A South Auckland mother is appealing for help to fix her house before the winter cold sets in after living without gas or hot water since an unlicensed teenage driver crashed into her Flat Bush home last October.
Jasmine Wang is a single mum with two children aged 10 and 14. She is also supporting her 70-year-old mother.
She is taking her appeal for help to Givealittle.
"I don't want to beg, but I am desperate and at a loss on how else I can get the money to keep my family warm," Wang said.
"I feel bad as a mother that I cannot provide just the basics of a warm and dry home for my children."
Since the crash on October 29 last year, Wang has been using a plastic sheet to cover the damaged part of the house.
"For the past six months, we have had no gas for cooking, no hot water for showering and we do not feel safe at home."
The car driven by the teen driver ploughed through the fence before crashing into the ground-floor bedroom.
The crash caused structural damage to the house and damaged the gas pipes, hot water system and internet fibre.
As part of the resolutions process, police facilitated a face-to-face meeting between Wang, the offender and his family.
"The meeting was useless, they did not even talk about how they can help to pay for the repair," Wang said.
Wang does not have home insurance - her policy had lapsed - and she does not have the estimated $165,000 needed to fix the damages.
"Without insurance or compensation from the driver, we are unable to get the funds to repair the house and live normally," she said.
"Since the accident, the driver and his family ignored our attempts to reach out and negotiate until a meeting arranged by Oranga Tamariki. However, they said there is no insurance covering the vehicle (that the unlicensed driver drove) and they cannot afford to pay."
Wang, who makes a living selling items she imports from China and renting out rooms in her property, says the crash had also damaged her source of income.
"Without hot water and gas, I can't rent out the rooms. My family and I have been under immense financial, physical and emotional strain these last six months," she said.
"The cold months of winter are coming and we really just need to get the house repaired."

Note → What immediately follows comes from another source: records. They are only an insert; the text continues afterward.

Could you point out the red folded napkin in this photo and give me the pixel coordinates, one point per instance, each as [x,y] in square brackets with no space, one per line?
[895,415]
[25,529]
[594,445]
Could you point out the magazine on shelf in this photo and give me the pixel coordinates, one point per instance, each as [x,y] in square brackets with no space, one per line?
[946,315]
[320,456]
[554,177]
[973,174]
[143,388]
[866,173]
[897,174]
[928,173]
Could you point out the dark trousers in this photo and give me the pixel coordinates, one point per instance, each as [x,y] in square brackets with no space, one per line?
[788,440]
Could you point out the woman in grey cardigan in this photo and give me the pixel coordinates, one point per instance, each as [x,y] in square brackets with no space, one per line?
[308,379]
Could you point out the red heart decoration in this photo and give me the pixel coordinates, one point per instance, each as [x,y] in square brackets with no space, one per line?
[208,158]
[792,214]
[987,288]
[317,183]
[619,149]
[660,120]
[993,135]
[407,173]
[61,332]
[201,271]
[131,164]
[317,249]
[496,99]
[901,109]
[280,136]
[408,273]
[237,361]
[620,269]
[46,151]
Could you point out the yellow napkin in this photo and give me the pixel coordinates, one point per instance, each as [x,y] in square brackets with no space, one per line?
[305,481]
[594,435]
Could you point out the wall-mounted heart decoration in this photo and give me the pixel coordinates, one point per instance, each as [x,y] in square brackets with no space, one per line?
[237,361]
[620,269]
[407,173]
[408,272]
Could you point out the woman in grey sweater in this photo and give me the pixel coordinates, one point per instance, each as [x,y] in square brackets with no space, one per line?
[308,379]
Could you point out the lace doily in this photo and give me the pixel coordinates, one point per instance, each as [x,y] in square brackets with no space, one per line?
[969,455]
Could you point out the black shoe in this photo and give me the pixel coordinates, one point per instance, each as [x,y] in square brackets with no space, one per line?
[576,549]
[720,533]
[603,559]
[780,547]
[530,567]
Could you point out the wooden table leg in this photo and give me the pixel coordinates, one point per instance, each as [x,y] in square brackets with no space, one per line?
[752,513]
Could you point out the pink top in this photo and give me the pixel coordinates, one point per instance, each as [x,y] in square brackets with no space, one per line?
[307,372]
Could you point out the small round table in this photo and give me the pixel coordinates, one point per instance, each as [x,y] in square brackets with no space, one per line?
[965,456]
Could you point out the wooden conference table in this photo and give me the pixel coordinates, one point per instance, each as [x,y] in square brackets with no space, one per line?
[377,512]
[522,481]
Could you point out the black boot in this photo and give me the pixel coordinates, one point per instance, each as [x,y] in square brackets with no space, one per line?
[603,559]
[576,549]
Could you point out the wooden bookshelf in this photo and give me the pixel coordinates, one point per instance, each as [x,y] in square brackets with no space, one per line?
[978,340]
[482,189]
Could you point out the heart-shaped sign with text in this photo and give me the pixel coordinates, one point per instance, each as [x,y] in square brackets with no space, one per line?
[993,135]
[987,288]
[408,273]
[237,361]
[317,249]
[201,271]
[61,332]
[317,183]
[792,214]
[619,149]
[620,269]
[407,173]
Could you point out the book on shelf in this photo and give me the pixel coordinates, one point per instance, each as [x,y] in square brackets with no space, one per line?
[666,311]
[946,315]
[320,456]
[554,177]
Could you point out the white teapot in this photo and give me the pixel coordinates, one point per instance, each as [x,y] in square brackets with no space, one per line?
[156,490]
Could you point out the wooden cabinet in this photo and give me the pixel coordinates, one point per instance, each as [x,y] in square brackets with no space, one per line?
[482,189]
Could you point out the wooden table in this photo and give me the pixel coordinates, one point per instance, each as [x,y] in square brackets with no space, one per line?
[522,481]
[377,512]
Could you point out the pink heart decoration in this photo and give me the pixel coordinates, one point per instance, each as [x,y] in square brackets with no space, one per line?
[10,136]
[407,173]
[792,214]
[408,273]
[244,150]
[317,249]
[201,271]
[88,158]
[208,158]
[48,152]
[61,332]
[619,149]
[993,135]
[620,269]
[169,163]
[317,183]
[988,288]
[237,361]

An AMI spokeswoman had earlier told the Herald that Wang took out a policy with the company in January 2018, which was due to renew on January 31 the following year.
However, despite repeated reminders and notices no payments were received and Wang was told on February 10, 2019, that she was no longer insured given her non-payment.
Originally from Chongqing, China, Wang said she was not proficient in English and did not understand the content of those notices.
"I assumed wrongly that because I have a mortgage, it means that the bank would have ensured that the house had insurance," she said.